SPECIALIZZAZIONE, INTERDISCIPLINARITÀ, COMPLEMENTARITÀ
A rendere ancor più intricata la situazione, si aggiunge ora un’altra componente. La crescente onnipresenza delle tecnologie digitali che hanno invaso pesantemente la sfera sociale e generato un grande cambiamento dei rapporti di forza e degli equilibri, specie per gli effetti monopolistici e di controllo sull’informazione. Ciò si verifica in maniera pervasiva in tutte le loro applicazioni. Basti pensare all’automazione industriale, che ha travalicato il comparto manifatturiero, dove è arrivata a interessare la produzione nelle sue varie componenti della progettazione, fabbricazione, gestione, manutenzione, comprendendo anche l’interazione con i clienti. Essa si è estesa da tempo anche a quello edilizio con la building automation. A quello medicale, automatizzando per esempio le fasi di osservazione, diagnosi e cura, quest’ultima con operazioni che possono essere teleguidate. A quello dei trasporti, con le modalità di regolazione del traffico e di guida autonoma in atto e che si stanno sperimentando. Alle varie forme di automazione dei servizi, pubblici e privati. E a molto altro ancora. Lo stesso smart working, che può essere nomadico, ovvero non svolto da casa, ma da ovunque si vada attraverso dispositivi portatili, è reso possibile da questi avanzamenti.

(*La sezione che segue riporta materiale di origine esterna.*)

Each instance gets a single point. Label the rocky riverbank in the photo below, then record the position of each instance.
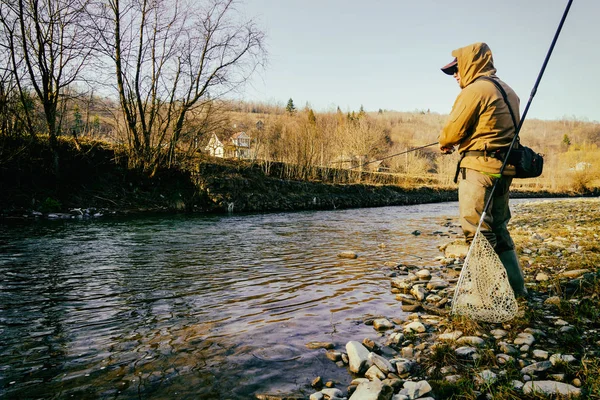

Driver di tali progressi è lo sviluppo dell’intelligenza artificiale e degli algoritmi di machine learning, che consentono di risolvere problemi tecnici sin qui ritenuti impossibili da affrontare, ma che ne hanno generato degli altri, di natura diversa, altrettanto difficili, perché nuovi. Essi chiamano in causa la tutela del diritto alla privacy, la proprietà dei dati di cui si avvalgono i software, la prevenzione del loro uso scorretto, ecc.. Ne sono esempi i profitti e vantaggi indebiti che si possono trarre dall’elaborazione di dati e informazioni nel settore finanziario nel supportare le transazioni e, in termini più generali in tutti gli altri settori, a partire dal già citato commercio. E nella politica stessa, dove le contrapposte fazioni possono condizionare a loro favore atteggiamenti e decisioni importanti per le nostre vite, dando origine a nuove attività, come quella degli influencer. Pertanto, via via che gli algoritmi assumono ruoli e responsabilità crescenti è necessario che i fattori che conducono a una certa decisione siano resi trasparenti, e soprattutto, occorre assicurare che vengano assunti comportamenti etici che contrastino i benefici illeciti e le discriminazioni che si possono instaurare. Sono questioni nuove e complicate che non si possono fronteggiare solo con le conoscenze che offrono le discipline puramente scientifiche e che chiedono l’apporto di quelle umanistiche. Dato che in un mondo che sta diventando sempre più complesso non basta sapere come funzionano e si progettano gli algoritmi. Si devono conoscere e stimare pure le implicazioni che vanno oltre le ricadute tecnologiche, così da evitare che alla guida del progresso si ponga una tecnocrazia autoreferenziale che prescinde dalle conseguenze.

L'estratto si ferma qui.